I have reviewed the materials Mr. Magaw submitted to the Court. Many of the medical records had been previously presented to the Commissioner. The remaining materials consist of new medical records, an opinion from the Maryland Office of Administrative Hearings, and letters from Mr. Magaw's friends and family. Mr. Magaw has not made any showing of good cause to explain why the evidence he presented to this Court was not submitted to the Commissioner, particularly given the fact that he was represented by counsel during all three of his administrative hearings. Furthermore, some of the medical records post-date the Commissioner's decision, and therefore were not material to that decision. Thus, I find no basis for a sentence six remand for the Commissioner to consider the new materials presented by Mr. Magaw. The basis for the recommended remand is for further analysis of the record that had been presented to the ALJ, in light of Mr. Magaw's clarification of his argument for disability.

CONCLUSION

For the reasons set forth above, I respectfully recommend that the Court DENY Defendant's Motion for Summary Judgment, [ECF No. 17]; REMAND the case to the Social Security Administration for further proceedings in accordance with this Report and Recommendations; and order the Clerk to CLOSE this case.
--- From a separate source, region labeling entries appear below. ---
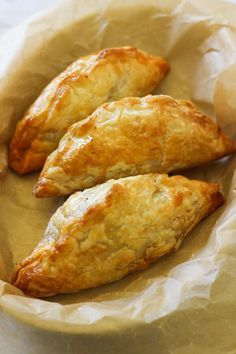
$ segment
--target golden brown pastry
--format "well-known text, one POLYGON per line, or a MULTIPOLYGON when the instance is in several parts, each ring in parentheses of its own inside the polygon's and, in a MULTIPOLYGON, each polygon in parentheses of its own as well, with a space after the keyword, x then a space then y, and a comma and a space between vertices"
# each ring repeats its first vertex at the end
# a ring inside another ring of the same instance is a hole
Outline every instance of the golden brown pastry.
POLYGON ((159 174, 110 180, 77 192, 16 267, 13 284, 44 297, 118 280, 177 250, 223 202, 215 183, 159 174))
POLYGON ((71 194, 111 178, 167 173, 234 152, 235 144, 186 100, 125 98, 74 124, 45 164, 37 197, 71 194))
POLYGON ((39 170, 69 126, 106 101, 151 93, 169 66, 131 47, 80 58, 56 77, 18 123, 9 164, 19 174, 39 170))

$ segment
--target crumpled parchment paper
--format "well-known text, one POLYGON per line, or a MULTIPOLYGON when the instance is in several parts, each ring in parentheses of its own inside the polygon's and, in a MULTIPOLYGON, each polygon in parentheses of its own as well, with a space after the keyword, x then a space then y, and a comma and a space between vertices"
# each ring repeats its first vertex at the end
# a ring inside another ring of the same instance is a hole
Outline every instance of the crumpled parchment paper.
MULTIPOLYGON (((116 283, 47 300, 24 296, 8 280, 63 198, 35 199, 37 175, 18 177, 5 159, 17 120, 55 75, 80 55, 122 45, 166 57, 171 72, 157 93, 192 99, 235 139, 235 18, 236 4, 226 0, 67 0, 0 40, 3 310, 44 330, 76 333, 78 346, 91 336, 83 354, 104 346, 124 354, 236 353, 235 156, 184 172, 220 183, 226 202, 176 254, 116 283), (116 339, 106 342, 111 333, 116 339)), ((63 343, 55 353, 72 352, 63 343)))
Any objections to this Report and Recommendations must be served and filed within fourteen (14) days, pursuant to Fed. R. Civ. P. 72(b)(2) and Local Rule 301.5.b.

FootNotes


1. The materials Mr. Magaw sent included a three-page letter from Mr. Magaw, letters from Mr. Magaw's mother, brother, sister, and two friends, a series of medical records, and a decision on Mr. Magaw's application for medical assistance rendered by an Administrative Law Judge at the Maryland Office of Administrative Hearings. [ECF No. 20].
2. The ALJ also engaged in an analysis of Listing 1.02. (Tr. 23). In light of the remand for further analysis of Mr. Magaw's wrist impairment, additional consideration of Listing 1.02 for the relevant closed period would be appropriate. I note that, while it does not appear to have been evidence presented to the Commissioner for consideration, Mr. Magaw has submitted to this Court an undated, partial opinion from the Maryland Office of Administrative Hearings reflecting the conclusion of an Administrative Law Judge that Mr. Magaw satisfied Listing 1.02. [ECF No. 20, at *7-8]. Although such an opinion is clearly not binding on the Commissioner even when it is properly presented for consideration, see 20 C.F.R. § 404.1504, further discussion of whether Mr. Magaw satisfied Listing 1.02 during the relevant time frame appears warranted.
3. While the VE found that Mr. Magaw would have been capable exertionally of past work as a computer technician, Mr. Magaw denied having been employed in that capacity. (Tr. 85-86). The ALJ made a further finding that Mr. Magaw currently was capable of only unskilled work, eliminating the possibility of work as a computer technician. (Tr. 30).